Debate, movimento pró-garimpo e a fatura que começou a chegar à população
Jessé Souza*
O debate do presidente Jair Bolsonaro (PL) no Jornal Nacional, na noite de segunda-feira, não trouxe novidade em relação à possibilidade de um fato novo que pudesse influenciar a eleição dentro do cenário de polarização entre esquerda e direita. Porém, apresentou uma posição que interessa à Amazônia, especialmente a Roraima, que foi a defesa contra a destruição de equipamentos e veículos apreendidos durante operações contra o garimpo ilegal.
O presidente voltou a defender com veemência sua posição contra a destruição dos bens de empresários do garimpo ilegal, mesmo que exista decisão do Supremo Tribunal Federal (STF) respaldando que estes bens apreendidos possam ser destruídos imediatamente diante da impossibilidade de transportá-los para a cidade. A pergunta feita pelo apresentador William Bonner foi muito pertinente: “A quem interessa não destruir esses equipamentos?”
Obviamente que só interessa aos grandes operadores do crime organizado que se tornou o garimpo ilegal nas terras indígenas, os quais movimentam fortunas milionárias, esbanjando mansões, carros luxuosos e helicópteros no quintal de casa, conforme vêm apontando as operações da Polícia Federal em outros estados, para onde vai a riqueza produzida pelo ouro extraído principalmente da Terra Indígena Yanomami, o qual é “esquentado” de forma fraudulenta por empresa no Pará, que detém autorização de lavra usada para dar aspecto de legalidade à comercialização do minério extraído do garimpo ilegal.

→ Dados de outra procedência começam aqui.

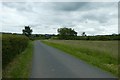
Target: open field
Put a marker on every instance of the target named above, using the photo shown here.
(103, 54)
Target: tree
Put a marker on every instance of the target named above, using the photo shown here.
(83, 34)
(66, 33)
(27, 31)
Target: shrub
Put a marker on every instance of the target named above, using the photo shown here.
(12, 45)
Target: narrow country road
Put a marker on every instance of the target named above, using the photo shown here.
(49, 62)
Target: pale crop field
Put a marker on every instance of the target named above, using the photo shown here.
(110, 47)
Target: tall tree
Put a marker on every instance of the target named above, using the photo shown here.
(83, 34)
(27, 31)
(66, 33)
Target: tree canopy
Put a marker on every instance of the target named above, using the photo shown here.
(27, 31)
(66, 33)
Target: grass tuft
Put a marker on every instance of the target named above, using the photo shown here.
(21, 65)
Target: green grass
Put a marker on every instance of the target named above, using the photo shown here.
(103, 54)
(21, 65)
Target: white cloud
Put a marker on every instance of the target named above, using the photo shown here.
(93, 18)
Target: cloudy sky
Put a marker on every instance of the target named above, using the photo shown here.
(94, 18)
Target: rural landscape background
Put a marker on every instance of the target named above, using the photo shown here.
(86, 30)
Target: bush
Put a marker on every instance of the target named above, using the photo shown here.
(12, 45)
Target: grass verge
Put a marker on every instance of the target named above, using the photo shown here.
(95, 57)
(20, 67)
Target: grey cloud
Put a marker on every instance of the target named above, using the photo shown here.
(69, 6)
(48, 17)
(21, 6)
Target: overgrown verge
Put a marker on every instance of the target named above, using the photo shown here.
(20, 66)
(100, 59)
(12, 45)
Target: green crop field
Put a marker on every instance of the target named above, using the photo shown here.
(103, 54)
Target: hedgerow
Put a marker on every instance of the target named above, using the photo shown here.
(12, 45)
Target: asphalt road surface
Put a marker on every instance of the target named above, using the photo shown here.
(49, 62)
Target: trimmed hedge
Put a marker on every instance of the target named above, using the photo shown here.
(12, 45)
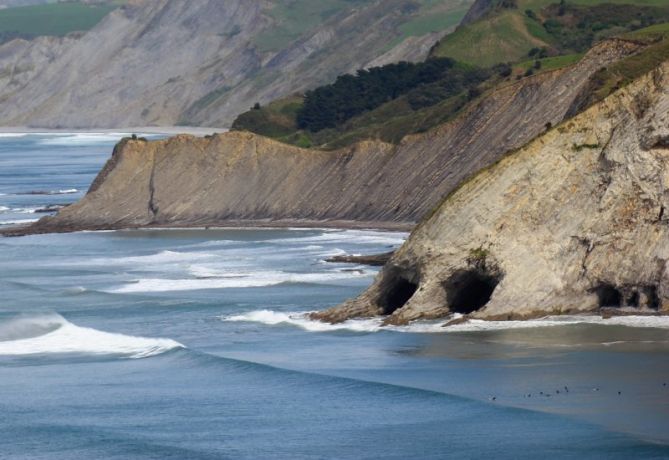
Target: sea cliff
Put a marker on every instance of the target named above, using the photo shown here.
(575, 221)
(243, 179)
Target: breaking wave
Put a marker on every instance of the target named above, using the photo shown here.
(301, 319)
(18, 221)
(66, 139)
(206, 279)
(53, 334)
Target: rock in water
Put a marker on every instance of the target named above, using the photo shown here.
(572, 222)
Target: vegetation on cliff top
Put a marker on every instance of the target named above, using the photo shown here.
(389, 102)
(54, 19)
(292, 18)
(513, 27)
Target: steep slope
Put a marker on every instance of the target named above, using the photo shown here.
(163, 62)
(244, 177)
(574, 221)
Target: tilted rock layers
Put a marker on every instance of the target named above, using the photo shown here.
(574, 221)
(240, 177)
(168, 62)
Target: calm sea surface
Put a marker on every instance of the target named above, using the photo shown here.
(192, 344)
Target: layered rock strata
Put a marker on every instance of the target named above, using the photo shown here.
(575, 221)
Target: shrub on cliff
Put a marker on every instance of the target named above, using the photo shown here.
(426, 83)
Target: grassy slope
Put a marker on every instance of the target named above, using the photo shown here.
(295, 17)
(508, 36)
(53, 19)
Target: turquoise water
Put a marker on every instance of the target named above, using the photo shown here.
(192, 344)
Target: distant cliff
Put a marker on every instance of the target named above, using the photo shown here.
(168, 62)
(243, 178)
(575, 221)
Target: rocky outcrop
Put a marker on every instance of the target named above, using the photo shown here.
(574, 221)
(168, 62)
(238, 177)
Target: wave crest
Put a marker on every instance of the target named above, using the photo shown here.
(53, 334)
(301, 320)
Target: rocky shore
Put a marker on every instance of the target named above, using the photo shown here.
(573, 222)
(240, 178)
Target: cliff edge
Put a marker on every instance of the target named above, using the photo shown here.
(574, 221)
(240, 178)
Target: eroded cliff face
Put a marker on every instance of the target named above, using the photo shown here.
(240, 177)
(165, 62)
(575, 221)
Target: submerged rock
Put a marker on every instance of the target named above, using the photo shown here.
(575, 221)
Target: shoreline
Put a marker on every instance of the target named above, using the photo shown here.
(35, 229)
(169, 130)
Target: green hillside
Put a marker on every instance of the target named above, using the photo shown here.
(514, 27)
(55, 19)
(292, 18)
(504, 46)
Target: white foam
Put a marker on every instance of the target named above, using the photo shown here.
(65, 139)
(53, 334)
(162, 258)
(226, 280)
(350, 236)
(17, 222)
(300, 319)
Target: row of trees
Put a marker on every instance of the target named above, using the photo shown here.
(332, 105)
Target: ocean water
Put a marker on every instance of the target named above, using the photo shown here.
(193, 344)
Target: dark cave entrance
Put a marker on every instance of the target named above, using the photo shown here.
(470, 290)
(609, 296)
(396, 293)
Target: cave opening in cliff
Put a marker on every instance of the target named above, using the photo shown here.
(608, 296)
(396, 294)
(470, 290)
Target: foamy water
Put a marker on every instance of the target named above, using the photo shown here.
(301, 320)
(53, 334)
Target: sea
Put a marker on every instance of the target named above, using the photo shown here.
(196, 344)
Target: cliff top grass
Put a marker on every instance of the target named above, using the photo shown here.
(293, 18)
(54, 19)
(430, 104)
(513, 27)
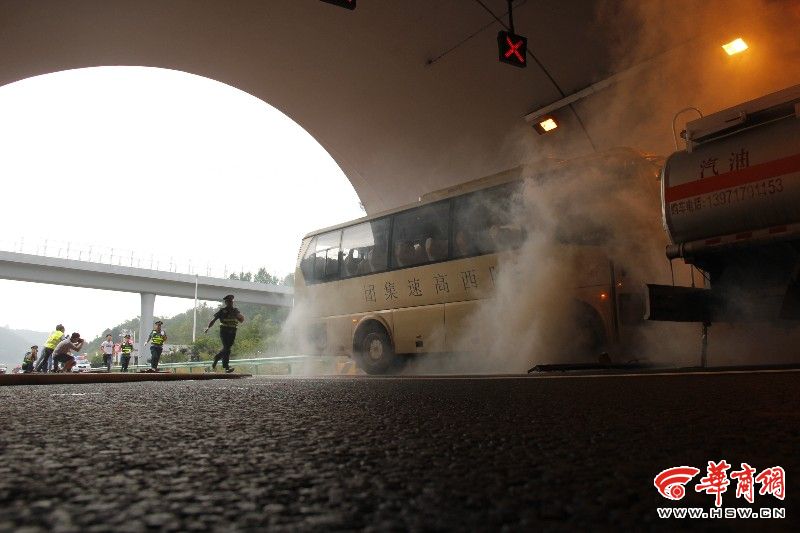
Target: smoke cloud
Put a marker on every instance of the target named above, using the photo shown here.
(671, 56)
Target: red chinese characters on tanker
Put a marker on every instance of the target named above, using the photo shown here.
(732, 195)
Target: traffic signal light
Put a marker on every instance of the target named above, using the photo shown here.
(512, 49)
(349, 4)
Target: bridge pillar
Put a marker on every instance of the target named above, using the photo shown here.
(145, 324)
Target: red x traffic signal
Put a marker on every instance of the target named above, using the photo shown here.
(512, 49)
(349, 4)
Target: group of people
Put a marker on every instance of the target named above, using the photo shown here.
(59, 347)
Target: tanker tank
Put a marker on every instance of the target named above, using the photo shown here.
(731, 208)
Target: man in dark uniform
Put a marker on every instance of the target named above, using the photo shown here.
(125, 351)
(157, 339)
(229, 318)
(29, 359)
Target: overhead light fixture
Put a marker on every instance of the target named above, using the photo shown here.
(735, 46)
(545, 125)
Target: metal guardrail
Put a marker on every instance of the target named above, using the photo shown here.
(276, 365)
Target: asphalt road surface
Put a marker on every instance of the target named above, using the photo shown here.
(387, 454)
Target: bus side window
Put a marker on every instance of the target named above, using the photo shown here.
(364, 248)
(483, 221)
(326, 263)
(307, 263)
(421, 235)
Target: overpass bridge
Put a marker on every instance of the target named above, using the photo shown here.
(148, 283)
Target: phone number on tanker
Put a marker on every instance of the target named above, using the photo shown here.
(728, 196)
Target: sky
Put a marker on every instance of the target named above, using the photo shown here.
(155, 168)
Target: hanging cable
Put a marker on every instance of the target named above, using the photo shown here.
(544, 70)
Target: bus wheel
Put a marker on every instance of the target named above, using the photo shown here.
(376, 353)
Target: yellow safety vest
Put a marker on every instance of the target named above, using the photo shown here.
(157, 337)
(53, 340)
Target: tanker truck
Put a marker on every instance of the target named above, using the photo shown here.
(731, 208)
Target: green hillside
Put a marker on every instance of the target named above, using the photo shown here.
(15, 342)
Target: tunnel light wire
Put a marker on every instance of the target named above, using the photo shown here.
(542, 68)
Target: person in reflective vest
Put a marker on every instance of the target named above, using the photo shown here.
(27, 361)
(125, 351)
(50, 345)
(229, 318)
(157, 339)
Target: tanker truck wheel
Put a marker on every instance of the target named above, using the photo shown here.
(375, 352)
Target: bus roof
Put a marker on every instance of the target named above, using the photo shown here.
(486, 182)
(541, 169)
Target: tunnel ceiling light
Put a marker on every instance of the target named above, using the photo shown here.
(347, 4)
(735, 46)
(545, 125)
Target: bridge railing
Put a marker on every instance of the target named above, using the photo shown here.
(119, 256)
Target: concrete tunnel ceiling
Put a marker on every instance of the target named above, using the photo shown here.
(408, 96)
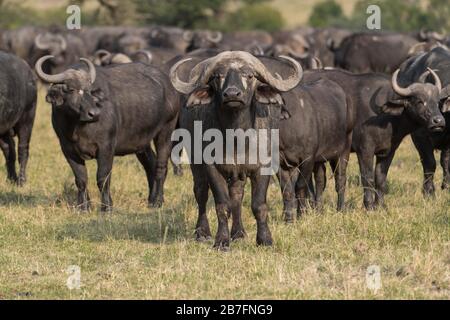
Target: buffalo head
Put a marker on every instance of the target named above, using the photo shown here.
(232, 79)
(423, 100)
(53, 44)
(72, 91)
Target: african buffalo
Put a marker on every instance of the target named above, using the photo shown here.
(426, 142)
(17, 111)
(100, 113)
(230, 91)
(385, 114)
(373, 52)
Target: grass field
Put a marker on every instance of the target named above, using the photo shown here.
(142, 253)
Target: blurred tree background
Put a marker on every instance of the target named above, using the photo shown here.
(396, 15)
(231, 15)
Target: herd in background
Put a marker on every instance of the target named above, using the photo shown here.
(329, 91)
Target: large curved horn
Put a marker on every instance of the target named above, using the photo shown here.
(316, 63)
(92, 71)
(147, 54)
(56, 78)
(188, 35)
(181, 86)
(418, 47)
(437, 36)
(120, 58)
(405, 92)
(102, 53)
(39, 43)
(301, 39)
(437, 80)
(290, 51)
(201, 73)
(422, 34)
(62, 41)
(215, 39)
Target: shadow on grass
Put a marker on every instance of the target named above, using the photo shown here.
(164, 225)
(24, 200)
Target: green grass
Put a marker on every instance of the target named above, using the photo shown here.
(142, 253)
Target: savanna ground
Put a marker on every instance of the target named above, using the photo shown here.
(143, 253)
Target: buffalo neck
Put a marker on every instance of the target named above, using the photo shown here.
(235, 118)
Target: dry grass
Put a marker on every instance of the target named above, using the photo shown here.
(141, 253)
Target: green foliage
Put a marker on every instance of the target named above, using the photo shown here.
(180, 13)
(16, 15)
(326, 14)
(439, 13)
(254, 17)
(396, 15)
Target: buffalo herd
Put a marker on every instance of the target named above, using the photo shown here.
(328, 92)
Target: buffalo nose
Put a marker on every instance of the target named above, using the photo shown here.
(438, 121)
(232, 92)
(93, 114)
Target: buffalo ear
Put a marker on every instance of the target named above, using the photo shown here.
(54, 97)
(388, 102)
(98, 95)
(392, 109)
(267, 95)
(199, 97)
(446, 105)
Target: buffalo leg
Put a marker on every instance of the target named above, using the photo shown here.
(426, 153)
(219, 189)
(24, 129)
(9, 151)
(381, 171)
(236, 189)
(163, 146)
(260, 183)
(201, 188)
(147, 159)
(104, 171)
(365, 161)
(320, 183)
(287, 183)
(301, 187)
(445, 163)
(81, 179)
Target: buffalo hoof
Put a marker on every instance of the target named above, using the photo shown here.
(106, 208)
(288, 217)
(155, 204)
(178, 171)
(429, 190)
(21, 181)
(239, 234)
(202, 235)
(222, 243)
(263, 236)
(202, 238)
(222, 247)
(83, 207)
(264, 241)
(13, 180)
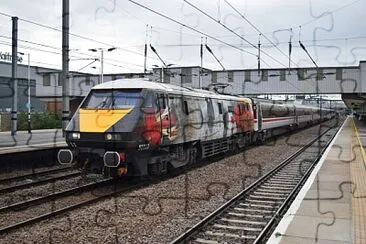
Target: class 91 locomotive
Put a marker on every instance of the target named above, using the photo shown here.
(137, 127)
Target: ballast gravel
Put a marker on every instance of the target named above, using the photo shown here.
(159, 213)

Enquanto isso, restam aos garimpeiros e indígenas a pobreza, doenças, violência e mortes, além de um ônus incalculável à toda sociedade brasileira, diante da devastação do meio ambiente, destruição dos reservatórios de água potável e contaminação de peixes por mercúrio, pescados estes que alimentam boa parte da população amazônida. A propósito, no mesmo dia do debate circulou o resultado da pesquisa realizada por pesquisadores da Fundação Oswaldo Cruz (Fiocruz), do Instituto Socioambiental (ISA), do Instituto Evandro Chagas e da Universidade Federal de Roraima (UFRR), que aponta alta contaminação de pescados na Bacia do Rio Branco.
Na manhã seguinte ao debate, a PF fez busca e apreensão de aeronaves de um empresário de garimpo, investigado por dar apoio ao garimpo ilegal em Roraima, o qual é candidato à deputado federal tendo como bandeira principal a defesa do garimpo ilegal. À frente do movimento pró-garimpo, ele articulou a aprovação de uma lei estadual que justamente proíbe as forças policiais e órgãos ambientais estaduais de destruírem os equipamentos do garimpo,
bem como manda devolvê-los imediatamente aos proprietários a título de fiel depositário.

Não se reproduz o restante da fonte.